Page MenuHomePhabricator

[LV] Don't vectorize if we can prove RT + vector cost >= scalar cost.
AcceptedPublic

Authored by fhahn on Sep 7 2021, 8:35 AM.

Details

Summary

If we can prove that the cost of the runtime checks + the total vector
loop cost exceed the total scalar cost, vectorization with runtime
checks is not profitable.

This is a first step towards guarding against regressions in cases where
we already know runtime checks are unprofitable, as the heuristics get
tweaked.

Diff Detail

Event Timeline

fhahn created this revision.Sep 7 2021, 8:35 AM
fhahn requested review of this revision.Sep 7 2021, 8:35 AM
Herald added a project: Restricted Project. · View Herald TranscriptSep 7 2021, 8:35 AM

Hi Florian,

I do think this change is very important move in the right direction. Thanks for driving it. My main concern is essentially the same as for D75981. I think such things should be done directly on CostModel. I've uploaded alternative implementation which does the same thing as this patch but in the CostModel. Please take a look and let me know if you like that or not. It would be really helpful to hear from others as well.

Hi Florian,

I do think this change is very important move in the right direction. Thanks for driving it. My main concern is essentially the same as for D75981. I think such things should be done directly on CostModel. I've uploaded alternative implementation which does the same thing as this patch but in the CostModel. Please take a look and let me know if you like that or not. It would be really helpful to hear from others as well.

(to make it more obvious, the alternative patch is https://reviews.llvm.org/D109444)

I realized that doing similar thing in the cost model requires a bit of preparational work (about 6 patches). Due to that I think it may be reasonable to land this first. Please find my comments inlined. One thing I would like to ask you. In order to simplify merging with the mentioned 6 patches would be nice if you rebase your work on D109443 (hopefully can be landed quickly) and take D109444 (except line 10182) as part of this change.

llvm/lib/Transforms/Vectorize/LoopVectorize.cpp
8198

Would it be better to use !SelectedVF.Width.isScalar() instead. That will make it obvious that RTCost should be applied to vector loops only.

8199

In general, I would like us to agree on the strategy to follow when number of iterations is not known at compile time.
Currently, I see the following inconsistency in use of getSmallBestKnownTC. On the one hand, it may return upper bound estimate (SE.getSmallConstantMaxTripCount) which may greatly overestimate real trip count. On the over hand, it returns None if SE.getSmallConstantMaxTripCount didn't manage to get an estimate and we will end up skipping the check entirely.
I see 3 possible ways to follow in the case of unknow trip count:

  1. Don't check RT overhead if trip count is unknown at compile time. This is most conservative solution.
  2. Assume maximum possible number of iterations. In practice that will essentially give the same result as 1) (because RTCost / double(*ExpectedTC) would be less than 1 ). This is essentially what this patch does. In addition we would need to take max value for None as well
  3. Assume some fixed reasonable average number of iterations (may be extended to a more complex heuristic in future).

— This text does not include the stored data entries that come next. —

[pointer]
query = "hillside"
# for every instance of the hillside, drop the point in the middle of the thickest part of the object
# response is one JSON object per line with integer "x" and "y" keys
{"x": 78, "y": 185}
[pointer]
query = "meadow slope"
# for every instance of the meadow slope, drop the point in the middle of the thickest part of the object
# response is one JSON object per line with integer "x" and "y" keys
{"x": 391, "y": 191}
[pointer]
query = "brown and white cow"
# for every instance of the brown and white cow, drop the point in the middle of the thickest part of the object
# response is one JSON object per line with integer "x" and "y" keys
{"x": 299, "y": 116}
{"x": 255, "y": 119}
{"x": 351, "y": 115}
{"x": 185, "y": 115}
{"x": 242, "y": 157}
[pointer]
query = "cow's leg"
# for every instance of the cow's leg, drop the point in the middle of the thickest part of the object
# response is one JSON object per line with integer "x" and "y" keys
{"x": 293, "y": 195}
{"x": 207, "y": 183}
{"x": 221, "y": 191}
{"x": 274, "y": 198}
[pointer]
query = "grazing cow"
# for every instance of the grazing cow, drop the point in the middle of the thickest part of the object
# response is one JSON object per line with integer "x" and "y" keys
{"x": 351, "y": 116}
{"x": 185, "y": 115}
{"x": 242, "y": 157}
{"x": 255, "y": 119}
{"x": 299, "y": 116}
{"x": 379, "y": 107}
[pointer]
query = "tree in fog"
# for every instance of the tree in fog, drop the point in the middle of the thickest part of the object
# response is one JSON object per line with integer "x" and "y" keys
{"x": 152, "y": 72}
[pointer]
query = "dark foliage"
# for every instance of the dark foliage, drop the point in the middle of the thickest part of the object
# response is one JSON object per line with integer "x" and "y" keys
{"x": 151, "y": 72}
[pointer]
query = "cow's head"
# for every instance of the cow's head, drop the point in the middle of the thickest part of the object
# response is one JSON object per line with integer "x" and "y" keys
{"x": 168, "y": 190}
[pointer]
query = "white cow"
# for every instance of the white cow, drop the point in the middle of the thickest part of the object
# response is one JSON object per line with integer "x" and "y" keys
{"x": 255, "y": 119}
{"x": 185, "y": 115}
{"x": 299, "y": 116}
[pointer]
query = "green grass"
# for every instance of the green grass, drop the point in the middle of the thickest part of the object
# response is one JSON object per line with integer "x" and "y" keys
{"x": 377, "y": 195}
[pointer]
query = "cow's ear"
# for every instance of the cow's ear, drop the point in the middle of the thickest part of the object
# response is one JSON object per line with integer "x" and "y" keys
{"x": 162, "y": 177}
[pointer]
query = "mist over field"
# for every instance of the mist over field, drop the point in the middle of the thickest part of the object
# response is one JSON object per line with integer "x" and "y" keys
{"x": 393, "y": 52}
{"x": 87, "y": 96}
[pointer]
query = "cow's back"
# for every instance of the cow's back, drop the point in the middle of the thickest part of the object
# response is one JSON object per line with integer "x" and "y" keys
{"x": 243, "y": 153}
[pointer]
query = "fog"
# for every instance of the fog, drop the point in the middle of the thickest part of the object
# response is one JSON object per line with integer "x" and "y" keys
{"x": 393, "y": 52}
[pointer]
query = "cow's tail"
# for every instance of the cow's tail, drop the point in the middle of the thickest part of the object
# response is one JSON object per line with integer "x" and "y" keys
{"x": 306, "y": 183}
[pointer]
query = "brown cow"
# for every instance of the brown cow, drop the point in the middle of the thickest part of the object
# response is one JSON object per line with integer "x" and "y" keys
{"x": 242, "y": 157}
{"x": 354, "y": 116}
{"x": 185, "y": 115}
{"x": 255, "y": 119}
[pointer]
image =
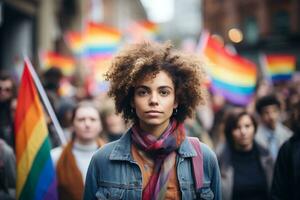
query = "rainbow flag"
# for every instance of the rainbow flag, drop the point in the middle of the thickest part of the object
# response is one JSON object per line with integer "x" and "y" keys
{"x": 232, "y": 76}
{"x": 36, "y": 177}
{"x": 75, "y": 41}
{"x": 96, "y": 41}
{"x": 143, "y": 30}
{"x": 279, "y": 67}
{"x": 53, "y": 59}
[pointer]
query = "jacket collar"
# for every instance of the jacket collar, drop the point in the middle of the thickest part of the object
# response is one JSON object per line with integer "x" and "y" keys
{"x": 122, "y": 149}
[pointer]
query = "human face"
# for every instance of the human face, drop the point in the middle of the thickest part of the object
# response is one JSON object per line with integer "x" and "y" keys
{"x": 5, "y": 90}
{"x": 270, "y": 116}
{"x": 154, "y": 101}
{"x": 243, "y": 134}
{"x": 87, "y": 125}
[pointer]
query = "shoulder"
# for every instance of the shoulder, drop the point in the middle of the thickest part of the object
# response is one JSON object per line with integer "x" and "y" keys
{"x": 209, "y": 155}
{"x": 102, "y": 154}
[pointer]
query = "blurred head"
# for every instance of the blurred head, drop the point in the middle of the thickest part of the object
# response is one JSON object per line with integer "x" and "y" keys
{"x": 240, "y": 128}
{"x": 7, "y": 87}
{"x": 52, "y": 78}
{"x": 268, "y": 108}
{"x": 86, "y": 122}
{"x": 295, "y": 119}
{"x": 113, "y": 124}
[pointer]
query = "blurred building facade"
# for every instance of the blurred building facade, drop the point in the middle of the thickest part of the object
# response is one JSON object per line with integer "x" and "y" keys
{"x": 30, "y": 26}
{"x": 265, "y": 25}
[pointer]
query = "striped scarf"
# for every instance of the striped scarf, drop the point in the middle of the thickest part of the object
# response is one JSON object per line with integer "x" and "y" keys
{"x": 162, "y": 150}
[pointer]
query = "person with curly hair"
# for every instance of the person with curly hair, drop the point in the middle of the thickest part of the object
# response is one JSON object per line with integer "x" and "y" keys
{"x": 156, "y": 88}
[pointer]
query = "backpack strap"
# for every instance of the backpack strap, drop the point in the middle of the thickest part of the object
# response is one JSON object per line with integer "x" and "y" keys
{"x": 197, "y": 163}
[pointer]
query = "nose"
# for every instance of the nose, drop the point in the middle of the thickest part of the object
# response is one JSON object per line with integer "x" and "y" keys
{"x": 87, "y": 122}
{"x": 153, "y": 100}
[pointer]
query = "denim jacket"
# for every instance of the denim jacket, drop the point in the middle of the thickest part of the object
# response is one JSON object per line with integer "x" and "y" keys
{"x": 113, "y": 174}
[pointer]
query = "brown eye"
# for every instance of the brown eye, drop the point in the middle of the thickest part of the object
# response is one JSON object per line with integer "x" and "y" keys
{"x": 141, "y": 92}
{"x": 164, "y": 92}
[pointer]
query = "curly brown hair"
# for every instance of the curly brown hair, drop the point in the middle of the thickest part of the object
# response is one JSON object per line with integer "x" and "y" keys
{"x": 136, "y": 61}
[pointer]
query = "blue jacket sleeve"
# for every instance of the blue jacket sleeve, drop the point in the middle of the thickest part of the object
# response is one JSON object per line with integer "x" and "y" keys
{"x": 91, "y": 184}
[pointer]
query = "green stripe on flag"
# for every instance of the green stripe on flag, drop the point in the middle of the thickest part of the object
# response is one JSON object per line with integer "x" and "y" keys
{"x": 28, "y": 191}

While in theory 3) is more general and may give better estimate it mat require panful tuning. Given that I would vote for 1) at this moment as the most conservative.

Note also regardless of chosen way to go we should decide how to categorize trip count deduced from profile. I personally think we should consider it same way as known trip count.

8202

In general case , total vector cost is "PrologCost + VectorCost*(ExpectedTC/Width) + EpilogCost, where (ExpectedTC/Width) is an integer division. RTCost is just a part of prolog cost. I think it is worth mentioning. Then we should explain why/how it reduces to "RTCost + VectorCost* (ExpectedTC/Width)". Thus we end up with the check "ScalarCost * ExpectedTC <= RTCost + VectorCost* (ExpectedTC/Width)". Division by ExpectedTC (using FP) makes sense to me and should give acceptable accuracy. Multiplication by 'Width' may give up to 'Width - 1' error. For that reason I would avoid doing multiplication by 'Width'. Thus we end up with "ScalarCost <= RTCost/(double)ExpectedTC + VectorCost/Width".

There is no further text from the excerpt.